The paper tackled the problem of why medical multimodal large language models (MLLMs) underperform in medical image interpretation by systematically investigating their visual grounding capabilities, finding they often fail to ground predictions in clinically relevant image regions, and proposed a method that achieves state-of-the-art performance across 6 Med-VQA benchmarks without additional training.
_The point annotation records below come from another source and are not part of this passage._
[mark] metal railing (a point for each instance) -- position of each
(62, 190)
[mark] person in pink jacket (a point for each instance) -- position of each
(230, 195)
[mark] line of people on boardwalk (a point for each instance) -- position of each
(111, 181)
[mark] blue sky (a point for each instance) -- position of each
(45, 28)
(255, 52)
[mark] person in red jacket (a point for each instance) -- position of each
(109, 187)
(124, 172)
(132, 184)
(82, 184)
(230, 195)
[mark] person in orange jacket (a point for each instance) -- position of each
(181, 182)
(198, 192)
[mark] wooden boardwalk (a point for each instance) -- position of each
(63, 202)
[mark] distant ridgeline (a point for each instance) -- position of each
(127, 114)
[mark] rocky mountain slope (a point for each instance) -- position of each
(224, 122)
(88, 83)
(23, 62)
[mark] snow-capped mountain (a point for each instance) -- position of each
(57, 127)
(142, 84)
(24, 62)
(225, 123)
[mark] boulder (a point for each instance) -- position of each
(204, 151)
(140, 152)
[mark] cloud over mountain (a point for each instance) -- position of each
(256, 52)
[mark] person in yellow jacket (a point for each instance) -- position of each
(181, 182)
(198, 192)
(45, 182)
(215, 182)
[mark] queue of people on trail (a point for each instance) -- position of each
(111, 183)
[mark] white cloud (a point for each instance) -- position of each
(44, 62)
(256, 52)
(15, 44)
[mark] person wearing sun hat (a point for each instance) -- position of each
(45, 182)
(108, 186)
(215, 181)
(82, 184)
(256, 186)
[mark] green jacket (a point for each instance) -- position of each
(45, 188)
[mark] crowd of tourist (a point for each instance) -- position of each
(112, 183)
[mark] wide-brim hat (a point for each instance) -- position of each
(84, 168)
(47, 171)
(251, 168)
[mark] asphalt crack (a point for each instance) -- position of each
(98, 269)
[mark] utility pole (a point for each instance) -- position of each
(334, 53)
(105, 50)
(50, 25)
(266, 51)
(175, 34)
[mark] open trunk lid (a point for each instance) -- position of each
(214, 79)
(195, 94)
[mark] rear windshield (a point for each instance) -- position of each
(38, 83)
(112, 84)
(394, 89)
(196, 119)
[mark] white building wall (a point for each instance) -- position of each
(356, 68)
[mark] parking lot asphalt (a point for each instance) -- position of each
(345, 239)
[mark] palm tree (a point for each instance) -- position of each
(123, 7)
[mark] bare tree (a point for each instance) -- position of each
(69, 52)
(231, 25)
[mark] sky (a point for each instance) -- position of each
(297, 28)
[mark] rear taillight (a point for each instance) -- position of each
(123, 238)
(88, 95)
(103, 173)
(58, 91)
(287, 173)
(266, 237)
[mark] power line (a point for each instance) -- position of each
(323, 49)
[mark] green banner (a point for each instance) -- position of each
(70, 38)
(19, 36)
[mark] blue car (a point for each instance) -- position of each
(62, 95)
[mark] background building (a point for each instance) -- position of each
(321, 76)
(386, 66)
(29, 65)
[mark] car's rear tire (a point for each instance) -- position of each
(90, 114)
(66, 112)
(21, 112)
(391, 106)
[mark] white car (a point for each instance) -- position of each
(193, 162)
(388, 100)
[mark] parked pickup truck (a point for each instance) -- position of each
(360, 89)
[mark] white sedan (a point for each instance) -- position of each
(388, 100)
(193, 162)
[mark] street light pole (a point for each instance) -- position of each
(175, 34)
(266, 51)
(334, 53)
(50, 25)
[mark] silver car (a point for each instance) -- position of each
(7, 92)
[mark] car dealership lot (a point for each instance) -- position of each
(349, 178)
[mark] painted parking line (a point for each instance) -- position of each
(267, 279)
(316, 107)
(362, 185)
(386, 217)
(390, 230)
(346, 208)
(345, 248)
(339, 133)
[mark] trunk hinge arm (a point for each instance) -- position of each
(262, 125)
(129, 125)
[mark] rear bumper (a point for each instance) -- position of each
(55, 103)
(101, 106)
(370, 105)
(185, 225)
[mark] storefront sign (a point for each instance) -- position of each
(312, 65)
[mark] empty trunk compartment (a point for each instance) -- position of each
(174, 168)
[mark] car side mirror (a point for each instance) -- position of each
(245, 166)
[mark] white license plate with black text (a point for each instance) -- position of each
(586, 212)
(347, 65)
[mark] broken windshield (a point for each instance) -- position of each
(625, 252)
Generalist multimodal large language models (MLLMs) have achieved impressive performance across a wide range of vision-language tasks. However, their performance on medical tasks, particularly in zero-shot settings where generalization is critical, remains suboptimal. A key research gap is the limited understanding of why medical MLLMs underperform in medical image interpretation. In this work, we present a pioneering systematic investigation into the visual grounding capabilities of state-of-the-art medical MLLMs. To disentangle visual grounding from semantic grounding, we design VGMED, a novel evaluation dataset developed with expert clinical guidance, explicitly assessing the visual grounding capability of medical MLLMs. We introduce new quantitative metrics and conduct detailed qualitative analyses. Our study across eight state-of-the-art (SOTA) medical MLLMs validates that they often fail to ground their predictions in clinically relevant image regions. We note that this finding is specific to medical image analysis; in contrast, prior work has shown that MLLMs are capable of grounding their predictions in the correct image regions when applied to natural scene images. Motivated by these findings, we propose VGRefine, a simple yet effective inference-time method that refines attention distribution to improve visual grounding in medical settings. Our approach achieves SOTA performance across 6 diverse Med-VQA benchmarks (over 110K VQA samples from 8 imaging modalities) without requiring additional training or external expert models. Overall, our work, for the first time, systematically validates inadequate visual grounding as one of the key contributing factors for medical MLLMs' under-performance. Additional experiments are included in the Supp.